In the border space between El Paso and Ciudad Juárez, there is a deep horror that pervades the beautiful desert landscape. Over 500 women have disappeared while commuting back and forth from their homes in Mexico to the sweatshops just across the border in the U.S. These women are mothers, daughters, sisters, friends, and wives. Their voices deserve to be heard, and their names need to be remembered. Their lives are just as rich, beautiful, tragic and chaotic as my own, and yet they are snuffed out by a nameless evil. We must remember not only how they died - but how they lived. These are the Lost Women of Juárez, and they are not so different from me.
-Julianna Rubio Slager
How did you approach telling this difficult story?

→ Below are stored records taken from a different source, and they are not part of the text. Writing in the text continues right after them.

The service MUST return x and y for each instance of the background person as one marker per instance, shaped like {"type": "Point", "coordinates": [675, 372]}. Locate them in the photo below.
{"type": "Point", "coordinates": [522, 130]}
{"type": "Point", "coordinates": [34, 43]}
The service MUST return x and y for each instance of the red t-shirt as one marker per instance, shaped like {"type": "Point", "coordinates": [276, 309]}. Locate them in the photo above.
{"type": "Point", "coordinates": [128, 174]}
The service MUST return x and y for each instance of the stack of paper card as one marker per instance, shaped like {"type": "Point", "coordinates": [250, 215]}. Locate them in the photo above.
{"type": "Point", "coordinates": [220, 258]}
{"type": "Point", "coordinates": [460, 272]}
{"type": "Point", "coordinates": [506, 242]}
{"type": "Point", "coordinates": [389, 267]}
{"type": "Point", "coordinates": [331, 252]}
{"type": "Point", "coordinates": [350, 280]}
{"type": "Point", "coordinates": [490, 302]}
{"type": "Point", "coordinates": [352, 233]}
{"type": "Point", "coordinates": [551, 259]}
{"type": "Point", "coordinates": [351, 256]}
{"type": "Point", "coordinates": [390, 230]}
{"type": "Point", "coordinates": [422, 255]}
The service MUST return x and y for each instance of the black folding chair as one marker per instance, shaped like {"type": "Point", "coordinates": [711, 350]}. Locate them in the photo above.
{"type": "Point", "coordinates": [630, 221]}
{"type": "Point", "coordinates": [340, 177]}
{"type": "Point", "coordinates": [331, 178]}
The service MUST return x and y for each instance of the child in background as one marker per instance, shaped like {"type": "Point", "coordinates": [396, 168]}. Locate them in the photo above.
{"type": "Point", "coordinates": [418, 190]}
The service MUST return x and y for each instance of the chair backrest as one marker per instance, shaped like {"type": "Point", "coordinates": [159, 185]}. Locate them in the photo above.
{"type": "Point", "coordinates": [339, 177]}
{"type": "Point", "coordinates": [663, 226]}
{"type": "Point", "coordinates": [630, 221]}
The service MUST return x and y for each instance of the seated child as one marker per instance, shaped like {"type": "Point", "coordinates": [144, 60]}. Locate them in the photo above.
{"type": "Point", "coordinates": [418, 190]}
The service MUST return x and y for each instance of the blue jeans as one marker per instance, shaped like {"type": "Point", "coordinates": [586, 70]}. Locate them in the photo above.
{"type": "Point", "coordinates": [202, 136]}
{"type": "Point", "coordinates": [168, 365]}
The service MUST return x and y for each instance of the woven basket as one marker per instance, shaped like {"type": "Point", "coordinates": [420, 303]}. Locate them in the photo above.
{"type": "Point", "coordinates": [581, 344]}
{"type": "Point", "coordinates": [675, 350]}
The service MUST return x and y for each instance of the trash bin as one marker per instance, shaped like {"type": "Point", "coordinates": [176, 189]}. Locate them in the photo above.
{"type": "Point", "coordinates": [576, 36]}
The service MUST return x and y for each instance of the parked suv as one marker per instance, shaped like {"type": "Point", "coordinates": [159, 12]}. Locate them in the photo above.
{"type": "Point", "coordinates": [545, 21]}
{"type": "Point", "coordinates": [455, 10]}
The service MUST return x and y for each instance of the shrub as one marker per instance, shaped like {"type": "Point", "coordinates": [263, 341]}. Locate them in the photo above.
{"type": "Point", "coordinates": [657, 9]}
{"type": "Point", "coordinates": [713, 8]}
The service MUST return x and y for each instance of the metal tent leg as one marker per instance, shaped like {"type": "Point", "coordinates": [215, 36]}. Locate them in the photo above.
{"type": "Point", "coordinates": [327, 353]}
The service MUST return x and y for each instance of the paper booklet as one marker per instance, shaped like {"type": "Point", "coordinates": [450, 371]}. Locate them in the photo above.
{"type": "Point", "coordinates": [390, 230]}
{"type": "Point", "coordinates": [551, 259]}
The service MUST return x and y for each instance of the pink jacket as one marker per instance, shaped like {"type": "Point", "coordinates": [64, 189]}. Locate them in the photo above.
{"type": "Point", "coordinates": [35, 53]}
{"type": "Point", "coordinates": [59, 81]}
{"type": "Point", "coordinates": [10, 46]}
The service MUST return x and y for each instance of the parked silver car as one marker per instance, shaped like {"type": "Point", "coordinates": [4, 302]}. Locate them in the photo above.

I want the women in the show to be represented accurately, and through the lens of who they are and not what happened to them. Stories get sensationalized and then the women are exploited further. I wanted to tell the story of community and love and then show how these things disintegrate because of this great evil. The ballet ended up being very joyful; the beginning has a lot of ballet and folklórico blended together. A soloist comes out who represents the spirit of these women as they leave the earth and that’s when the ballet shifts. Dancers start leaving the stage slowly. I want the audience to not notice at first the cast is getting smaller and smaller, and then we’re left with one person on stage. To me, that is the story: that there is not much known about how these women are treated at the end. Their lives are snuffed out suddenly and tragically and there are a lot less Latina women in the world than there should be.